Postby RailBaronYarr » July 31st, 2013, 1:12 pm

It's not about efficiency, at least not that a thermodynamics nut would need to explain. It's about the total pollutants emitted throughout the entire energy value chain. Very hairy subject to get to the true bottom of. For ICEs, you have direct emissions, but also emissions in finding, acquiring, refining, and moving oil. You have a certain amount of emissions in manufacturing the vehicles. For electric vehicles, you have a different set of equations.. how much energy (coal, natural gas, hydro exploration/etc/etc) and resulting emissions does it take to send power to your home/charging station, including the losses along the lines? How much more harmful is manufacturing an EV vs ICE, and implications of the batteries after their lifecycle. As I understand it, taking the current average of US electricity source and transmission, EVs are close to and sometimes worse than the ICE pollutant chain (which can and will change over time, but slowly because generation facilities are large, 30-50 year capital investments, plus the political realities of implementing new technologies or distributed sources like solar/wind).

Same comparisons can be made for general comments regaring solar vs fossil fuel plant generation. An ideal system, in my mind, leverages high-voltage power (the grid) generated from a mix of energy sources (that are not named coal) with distributed power (solar, wind, micro natural gas turbines, etc) for the off-peak (daytime) demand, supplementing peak grid demand, and backup for possible grid outages. Cleaner sources of grid energy should be located near population centers to reduce line loss when possible (St Anthony Falls example) (and hey, if we can get more people to live closer together on average, there are some savings, too!).

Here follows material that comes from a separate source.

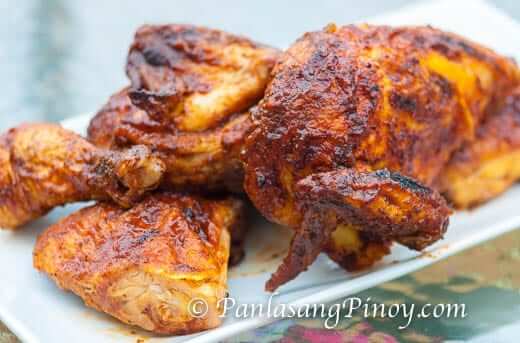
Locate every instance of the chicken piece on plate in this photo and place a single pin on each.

But once again, these efficiency gains and pollution reduction methods are great, but only one piece of the puzzle. Driving a Prius 30 miles each way to work is not as green as a 7 mpg pickup making a 5 mile round trip commute. Land-use pattern changes can have drastic impacts on the actual amount of energy we all actually need on a daily basis. I'm of the opinion that focusing solely on efficiency gains (or finding a source of energy that equals today's output but cleaner) will only drive more consumption, negating the positive impacts.